2 years ago
Monday, July 16, 2018
An Armorial "Antiques Roadshow" Find
I pretty regularly watch the television series Antiques Roadshow, both the English and the American versions. Partly because of my interest in history, partly because I learn a lot from listening the appraisers, and, yes, a little bit because I hope that someday soon something I own (besides my heraldry books) will be found to be worth lot of money. (The fact that this latter has not yet happened, and realistically, probably never will, has done nothing to dampen my enthusiasm.)
Anyway, we were watching the latest episode of the American version of the series on our local Public Broadcasting Service station, KERA, and one of the items that had been brought in for an appraisal was one that immediately caught my eye: a piece of armorial china. So I whipped out my cell phone (whatever did we do in the olden days when we didn't have telephones in our pockets that would also take pictures?) and took a shot of the screen:
The appraiser spent a fair bit of the few minutes he had on-screen talking about the Chinese export trade and the figures in the white cartouches on the gold circle inside the rim of the plate. (My memory of what he said about them is that on china for use in China, there would be four, or perhaps six, different figures. On this plate, for the European trade, there are only two, which are repeated. This last was apparently something that would never have been done for use in China. The feeling that I got from his description was of a number of Chinese porcelain painters sitting around discussing among themselves that they didn't have to put in more effort than necessary, because the "foreign devils" would buy anything. Hahahahahahaha. But maybe I'm reading too much into a sixty to ninety second appraisal.)
Anyway, my interest, of course, was to see if I could identify the martial arms on the plate. And, sure enough, a quick review of Papworth's Ordinary of British Armorials, Burke's General Armory, and Fairbairn's Crests came up with the following:
The husband's arms (on the dexter, or left for the viewer, side of the shield):
Martin: Azure two bars or in chief a rose between two bugle-horns (no tincture given; on this plate they are argent). (Papworth)
Martin: Azure two bars or in chief a rose between two bugle-horns of the first. (Nope, nope, nope. That makes the charges in chief azure on azure, and thus effectively invisible. That cannot be correct.) (Burke)
The wife's arms (on the sinister, or right for the view, side of the shield):
Peck: Or on a chevron gules three crosses patty of the first. (Papworth)

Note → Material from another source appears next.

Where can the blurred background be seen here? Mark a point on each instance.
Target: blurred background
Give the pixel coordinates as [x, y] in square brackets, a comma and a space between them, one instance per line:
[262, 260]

Peck (Samford Hill, co. Essex, and Wood-Pelling and Methwould, co. Norfolk, temp. Charles II.). Or on a chevron gules three crosses formée of the field. Crest – Two lances or in saltire headed argent pennons hanging to them gold each charged with a cross formée gules the spears enfiled with a chaplet vert. (Burke)
The crest, An anchor or surmounted by a bugle-horn sable does not appear in Fairbairn’s Crests.
I have been unable to find which Mr. Martin married which Miss Peck, or when, or where, but it's nice to know that they were able to set their dinner table with a setting of nice chinaware with their marital coat of arms upon it.
And as I have noted many times before, you can find heraldry everywhere, even when you're just sitting of an evening relaxing while watching TV, with no expectation of seeing a coat of arms.